Outdated Version

You are viewing an older version of this section. View current production version.

Using Persistent Computed Columns min read


A computed column is a column defined by an expression that uses other columns in the table. SingleStore DB allows users to create persistent computed columns defined by an expression that combines other columns, constants, built-in functions, and operators. SingleStore DB’s computed columns are fully materialized and can be indexed like a standard column.

There are storage and performance tradeoffs to consider when using computed columns. At a high level, computed columns are a way to optimize computationally expensive read queries that use built-in functions or require additional data processing. They allow users to precompute values that would otherwise have to be computed as part of execution of a read query. However, computed columns also consume additional storage and require more computation on writes. Some example use cases for computed columns include:

  • Parsing JSON blobs for improved read performance
  • Precomputing a value using an expression that includes values from other columns in the table
  • Extracting values from a column, such as a year from a timestamp or a domain from a URL
  • Pre-materializing common expressions in queries allowing them to be used in high-order operations, such as segment elimination or encoded GROUP BYs
  • Using computed columns as sort keys, such as a timestamp type computed column with coarser precision to make subsequent columns useful in a sort key (see Is (insert_datetime6, region_id) a good columnstore key?)
Info

Persistent computed columns cannot be initialized with the NOT NULL constraint.

Computed columns can be created as part of a CREATE TABLE statement, or can be added later using ALTER TABLE.

Computed Column Examples

The following statement creates a table t with an INT column a and a persistent computed column b that is defined using an expression that takes the value in a and adds 1 to it.

CREATE TABLE t (a INT PRIMARY KEY, b AS a + 1 PERSISTED INT);

Inserting values into column a will automatically populate column b using the column definition expression.

INSERT INTO t (a) VALUES (1), (2);

SELECT * FROM t;
****
+---+------+
| a | b    |
+---+------+
| 2 |    3 |
| 1 |    2 |
+---+------+

It is also possible to add a computed column to an existing table using ALTER TABLE.

ALTER TABLE t ADD COLUMN c AS a * 2 - b PERSISTED INT;

SELECT * FROM t;
****
+---+------+------+
| a | b    | c    |
+---+------+------+
| 2 |    3 |    1 |
| 1 |    2 |    0 |
+---+------+------+

Attempts to insert values directly into a computed column will result in an error, even if the values are “correct” with respect to the column definition.

INSERT INTO t (a, b, c) VALUES (3, 4, 2);
****
ERROR 1822 (HY000): Cannot insert into computed column 'b'

A computed column can be created using any expression that outputs a value that is a valid SingleStore DB data type, composed of operators and built-in functions.
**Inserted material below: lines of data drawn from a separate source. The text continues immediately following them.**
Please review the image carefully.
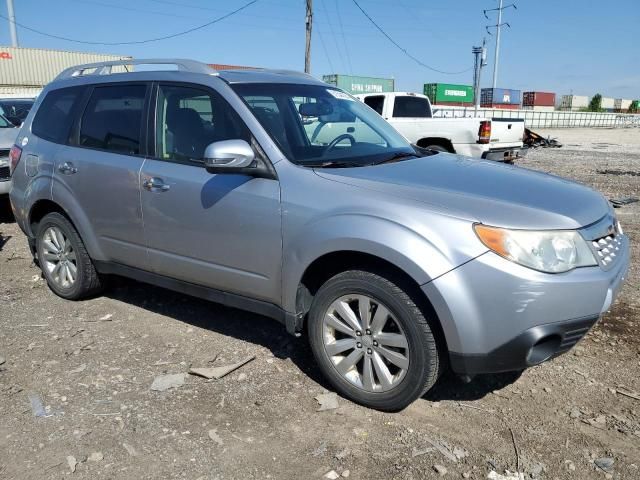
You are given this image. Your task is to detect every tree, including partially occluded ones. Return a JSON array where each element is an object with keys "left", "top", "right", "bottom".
[{"left": 589, "top": 93, "right": 602, "bottom": 112}]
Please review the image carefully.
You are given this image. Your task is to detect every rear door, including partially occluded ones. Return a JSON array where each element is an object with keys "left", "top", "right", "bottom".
[
  {"left": 53, "top": 83, "right": 150, "bottom": 268},
  {"left": 141, "top": 83, "right": 282, "bottom": 303}
]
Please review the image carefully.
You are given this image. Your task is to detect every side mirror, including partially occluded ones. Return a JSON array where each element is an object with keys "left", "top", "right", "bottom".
[{"left": 204, "top": 140, "right": 255, "bottom": 173}]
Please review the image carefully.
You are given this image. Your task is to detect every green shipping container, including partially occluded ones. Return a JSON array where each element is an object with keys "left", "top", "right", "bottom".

For example, computed columns allow you to extract values from a JSON blob so they can be scanned and read more quickly. However, note that aggregations, user-defined functions, and non-deterministic functions such as rand() and now() cannot be used in computed columns.

SELECT * FROM j;
****
+---+-------------------------------------------------+
| a | b                                               |
+---+-------------------------------------------------+
| 1 | {"name":"Sandy Beach","occupation":"lifeguard"} |
+---+-------------------------------------------------+
ALTER TABLE j ADD COLUMN occupation AS b::$occupation PERSISTED TEXT;

SELECT  * FROM j;
****
+---+-------------------------------------------------+------------+
| a | b                                               | occupation |
+---+-------------------------------------------------+------------+
| 1 | {"name":"Sandy Beach","occupation":"lifeguard"} | lifeguard  |
+---+-------------------------------------------------+------------+

Modifying values in a column used to define a computed column will also update the affected values in the computed column.

UPDATE j SET b::$occupation = 'circus clown';

SELECT * FROM j;
****
+---+----------------------------------------------------+--------------+
| a | b                                                  | occupation   |
+---+----------------------------------------------------+--------------+
| 1 | {"name":"Sandy Beach","occupation":"circus clown"} | circus clown |
+---+----------------------------------------------------+--------------+